Institute of Functional Interfaces

Nanoporous smartPearls for dermal application – Identification of optimal silica types and a scalable production process as prerequisites for marketed products

  • chair:

    Hespeler, D. /  El Nomeiri, S. / Kaltenbach, J. /  Müller R.H. (2019)

  • place:

    Beilstein J Nanotechnol., 2019, 10, 1666-1678, doi: 10.3762/bjnano.10.162

  • Date: August 2019
  • Abstract

    smartPearls are a dermal delivery system for poorly soluble active agents, consisting of nanoporous silica particles loaded with a long-term stable, amorphous active agent in its mesopores (2-50 nm). The amorphous state of the active agent is known to increase dermal bioavailability. For use in marketed products, optimal silica types were identified from commercially available, regulatory accepted silica. In addition, a scalable production process was demonstrated. The loading of the particles was performed by applying the immersion-evaporation method. The antioxidant rutin was used as a model active agent and ethanol was applied as the solvent. Various silica particles (Syloid®, Davisil®) differing in particle size (7-50 µm), pore diameter (3-25 nm) and pore volume (0.4-1.75 mL/g) were investigated regarding their ease of processing. The evaporation from the silica-ethanol suspensions was performed in a rotary evaporator. The finest powders were obtained with larger-sized silica. The maximum loading staying amorphous was achieved between 10% and 25% (w/w), depending on the silica type. A loading mechanism was also proposed.

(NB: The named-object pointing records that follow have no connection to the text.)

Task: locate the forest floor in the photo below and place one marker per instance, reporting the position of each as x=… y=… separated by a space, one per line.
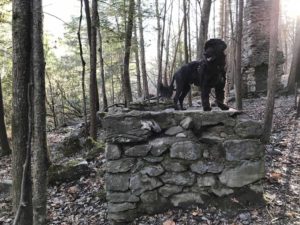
x=83 y=201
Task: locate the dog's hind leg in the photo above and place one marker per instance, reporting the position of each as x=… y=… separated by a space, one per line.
x=184 y=92
x=176 y=98
x=220 y=96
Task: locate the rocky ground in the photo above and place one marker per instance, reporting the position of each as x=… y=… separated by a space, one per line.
x=83 y=201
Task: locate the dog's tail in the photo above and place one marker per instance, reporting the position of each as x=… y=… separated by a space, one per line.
x=166 y=91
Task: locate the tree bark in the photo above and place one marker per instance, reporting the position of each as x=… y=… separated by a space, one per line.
x=268 y=118
x=203 y=27
x=90 y=39
x=93 y=70
x=5 y=149
x=126 y=75
x=165 y=78
x=295 y=67
x=142 y=51
x=40 y=155
x=238 y=66
x=83 y=64
x=21 y=30
x=158 y=44
x=137 y=63
x=101 y=60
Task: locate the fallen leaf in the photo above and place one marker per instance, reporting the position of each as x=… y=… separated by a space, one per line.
x=234 y=200
x=197 y=212
x=169 y=222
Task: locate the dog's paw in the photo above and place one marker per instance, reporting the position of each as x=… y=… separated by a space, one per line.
x=223 y=106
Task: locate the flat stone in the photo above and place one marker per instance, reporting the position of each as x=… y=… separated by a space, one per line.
x=215 y=167
x=133 y=136
x=249 y=129
x=182 y=179
x=118 y=197
x=181 y=135
x=206 y=181
x=5 y=188
x=168 y=190
x=153 y=171
x=237 y=150
x=161 y=145
x=202 y=167
x=187 y=123
x=247 y=173
x=150 y=125
x=112 y=152
x=120 y=207
x=140 y=164
x=174 y=130
x=199 y=167
x=150 y=196
x=138 y=151
x=153 y=159
x=222 y=191
x=186 y=199
x=140 y=183
x=173 y=165
x=186 y=150
x=117 y=182
x=119 y=166
x=210 y=139
x=121 y=218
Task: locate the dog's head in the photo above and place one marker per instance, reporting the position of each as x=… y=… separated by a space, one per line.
x=213 y=49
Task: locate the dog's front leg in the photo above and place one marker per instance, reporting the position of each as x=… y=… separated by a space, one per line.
x=184 y=92
x=176 y=98
x=205 y=98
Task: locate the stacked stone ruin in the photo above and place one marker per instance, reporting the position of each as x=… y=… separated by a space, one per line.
x=160 y=160
x=256 y=41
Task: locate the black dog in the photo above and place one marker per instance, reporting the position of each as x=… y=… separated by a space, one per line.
x=207 y=74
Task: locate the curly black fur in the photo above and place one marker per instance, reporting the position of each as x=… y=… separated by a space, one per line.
x=207 y=73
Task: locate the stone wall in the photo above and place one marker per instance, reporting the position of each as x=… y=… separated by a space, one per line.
x=161 y=160
x=256 y=41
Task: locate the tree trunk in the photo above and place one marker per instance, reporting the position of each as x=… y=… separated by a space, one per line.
x=137 y=63
x=102 y=74
x=93 y=70
x=126 y=75
x=5 y=149
x=203 y=27
x=238 y=66
x=83 y=64
x=222 y=19
x=21 y=27
x=89 y=31
x=295 y=67
x=40 y=156
x=158 y=44
x=268 y=119
x=142 y=51
x=185 y=42
x=162 y=43
x=165 y=79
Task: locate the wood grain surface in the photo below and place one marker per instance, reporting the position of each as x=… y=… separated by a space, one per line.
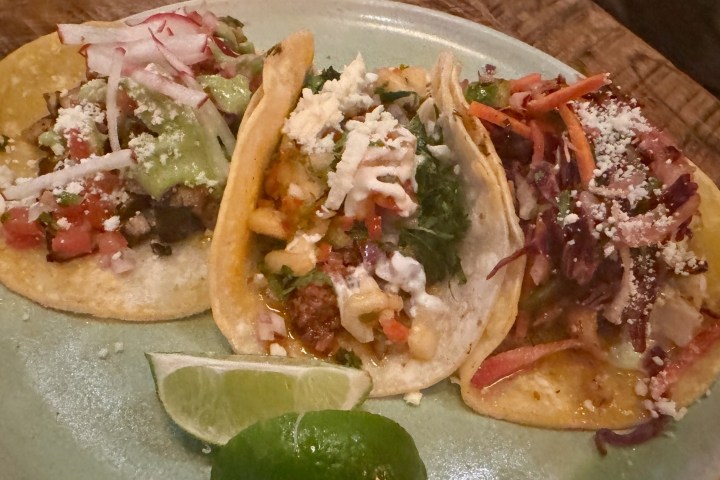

The most suitable processing occurred with the large-sized Syloid® XDP 3050 silica with a 50 µm particle size and a pore diameter of 25 nm, resulting in 18% (w/w) maximum loading. Based on a 10% (w/w) loading and the amorphous solubility of the active agent, for a 100 kg dermal formulation, about 500 g of loaded particles were required. This corresponds to production of 5 kg of loaded smartPearls for a formulation batch size of a ton. The production of 5 kg (i.e., about 25 L of solvent removal) can be industrially realized in a commercial 50 L rotary evaporator.